L’arrivée prochaine sur le plateau laisse envisager un nouveau tremplin.
On approche de cette date ; on la retient un peu.

Semaine 2 : d’autres approches

Un planning plus morcelé, moins progressif, où de nouvelles scènes sont abordées. On attaque l’acte II, on revient à l’acte I, on repasse par le II puis le I. Tout se mélange un peu sans laisser s’imposer de cohérence.
Journées de recherches où l’on sent que les tentatives de la première semaine s’inscrivent dans un processus de création, fondamentalement en cours. Jean, sans crier gare, nous invite dans son monde où tout bouge ; où seul le sens de l’enjeu et de la situation théâtrale a sa réalité.
Il nous propose de le suivre, sans fléchage ; à l’endroit du nerf. Fascinant temps où l’on s’approche sans s’apprivoiser.
Temps de théâtre pur où ni l’espace ni les précédentes mises en place n’imposent l’évidence d’un acquis. On interroge et on questionne. On cherche et expérimente des voix, des corps, des possibilités de tempérament et de jeux ; on efface, on reprend, on invente encore et on laisse mûrir.
Tout est possible et rien n’est figé. La contrainte viendra bien assez tôt. Il s’agit pour l’heure d’entendre ce qui se dit.
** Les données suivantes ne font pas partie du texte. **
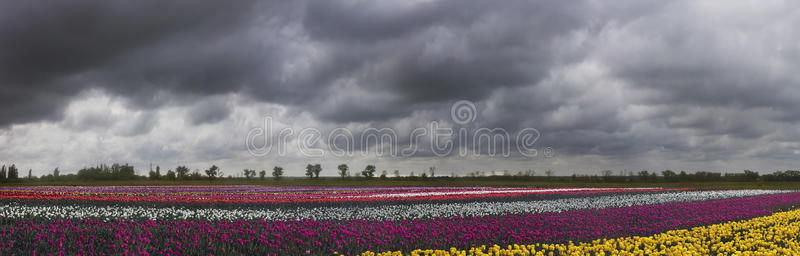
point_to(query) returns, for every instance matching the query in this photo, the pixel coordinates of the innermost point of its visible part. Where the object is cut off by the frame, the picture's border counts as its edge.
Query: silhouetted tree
(277, 172)
(669, 175)
(249, 173)
(343, 170)
(171, 175)
(13, 173)
(182, 172)
(368, 171)
(310, 171)
(317, 170)
(212, 172)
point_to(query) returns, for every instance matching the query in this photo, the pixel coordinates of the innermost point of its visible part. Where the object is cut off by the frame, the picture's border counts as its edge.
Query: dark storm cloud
(53, 51)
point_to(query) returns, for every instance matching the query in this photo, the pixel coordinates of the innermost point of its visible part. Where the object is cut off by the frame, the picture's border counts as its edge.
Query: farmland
(396, 220)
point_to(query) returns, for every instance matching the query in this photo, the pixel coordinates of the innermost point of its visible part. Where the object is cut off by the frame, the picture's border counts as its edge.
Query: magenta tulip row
(351, 237)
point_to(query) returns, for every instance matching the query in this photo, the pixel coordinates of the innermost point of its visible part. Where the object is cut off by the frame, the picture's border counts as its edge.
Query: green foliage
(343, 170)
(105, 172)
(369, 171)
(13, 173)
(171, 175)
(212, 172)
(248, 173)
(182, 172)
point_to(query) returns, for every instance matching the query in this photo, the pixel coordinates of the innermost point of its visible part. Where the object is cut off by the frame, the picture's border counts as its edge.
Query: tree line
(312, 171)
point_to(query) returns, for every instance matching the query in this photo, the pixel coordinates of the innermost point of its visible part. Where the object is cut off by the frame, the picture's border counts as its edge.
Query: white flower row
(379, 212)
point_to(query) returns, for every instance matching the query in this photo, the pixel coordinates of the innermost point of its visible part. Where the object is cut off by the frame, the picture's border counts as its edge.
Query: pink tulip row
(259, 194)
(304, 237)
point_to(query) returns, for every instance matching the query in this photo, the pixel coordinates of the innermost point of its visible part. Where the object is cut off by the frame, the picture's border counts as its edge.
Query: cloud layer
(622, 84)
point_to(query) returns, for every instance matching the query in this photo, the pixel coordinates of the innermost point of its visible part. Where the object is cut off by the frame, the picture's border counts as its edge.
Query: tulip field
(264, 220)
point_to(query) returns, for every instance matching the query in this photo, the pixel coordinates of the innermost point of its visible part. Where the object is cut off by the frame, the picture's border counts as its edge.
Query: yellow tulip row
(776, 234)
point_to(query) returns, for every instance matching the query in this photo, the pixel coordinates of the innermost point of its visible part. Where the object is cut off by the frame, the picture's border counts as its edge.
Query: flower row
(122, 236)
(376, 212)
(255, 194)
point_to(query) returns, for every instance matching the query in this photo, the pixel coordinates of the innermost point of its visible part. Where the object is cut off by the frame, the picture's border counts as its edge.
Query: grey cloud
(687, 80)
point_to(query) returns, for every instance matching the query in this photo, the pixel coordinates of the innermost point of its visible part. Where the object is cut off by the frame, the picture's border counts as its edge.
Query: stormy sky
(682, 85)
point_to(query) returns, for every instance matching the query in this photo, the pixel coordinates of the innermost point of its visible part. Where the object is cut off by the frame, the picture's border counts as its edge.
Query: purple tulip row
(355, 236)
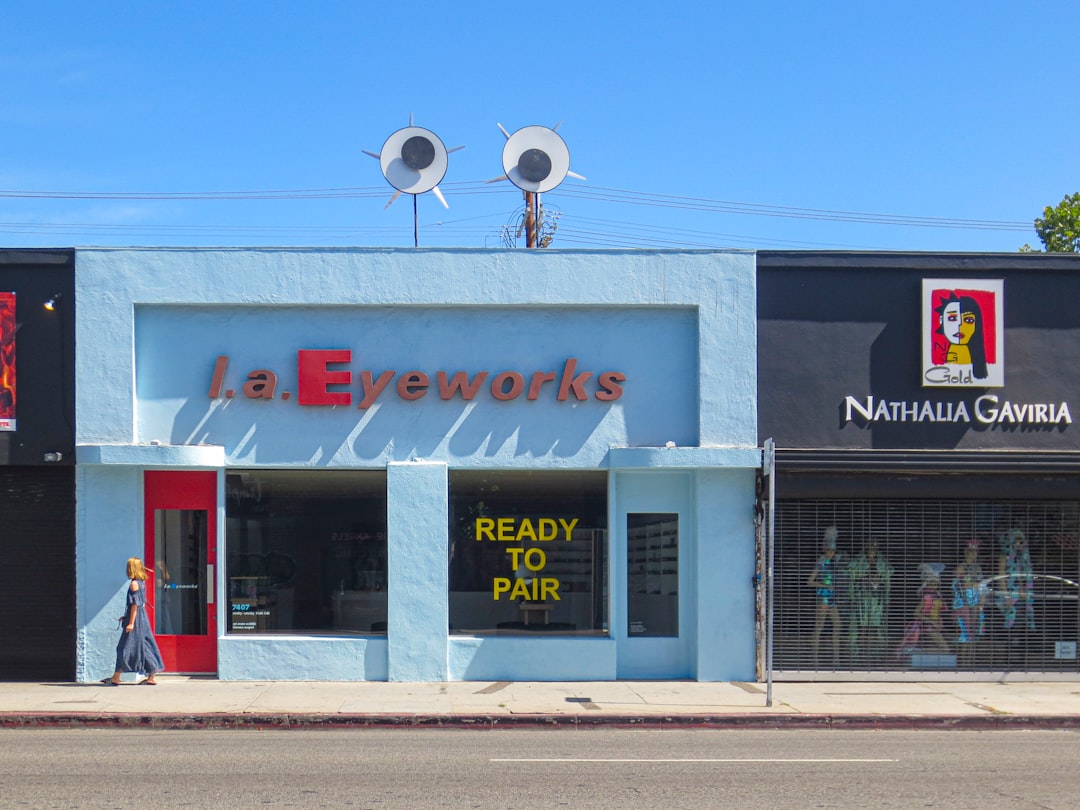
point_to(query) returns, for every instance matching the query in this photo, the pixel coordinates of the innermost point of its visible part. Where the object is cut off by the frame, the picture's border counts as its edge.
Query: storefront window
(928, 584)
(652, 575)
(528, 553)
(307, 551)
Première semaine de répétitions

Lectures à la table, un peu. Discussions autour des scènes, des personnages, des enjeux et des intentions. On a bel et bien commencé, comme pris dans un grand mouvement de tentatives et d’essais…
En même temps, on est totalement « dedans », comme si cet état de recherche permettait de poser des articulations solides. Là, une première couche, un premier passage rapide des scènes de l’acte I. Jean me disait : « On va dégrossir rapidement ». Ce temps me semble tout de même bel et bien détaillé ; à la rencontre des trésors du texte : on cherche le jeu.
Ce sont aussi les premières journées avec les masques de répétition ; des masques qui sont si loin de ce que devra être leur forme définitive. Certains traits de tempérament par trop définis gênent la progression des personnages. Aussi, on gomme les artifices et on patine les peaux, on s’invente apprentis coiffeurs et on modifie les volumes des perruques : tout se met en place pour accompagner au mieux la répétition.
Cette semaine est celle de grandes libertés où le texte  se distille : on arpente et on découvre.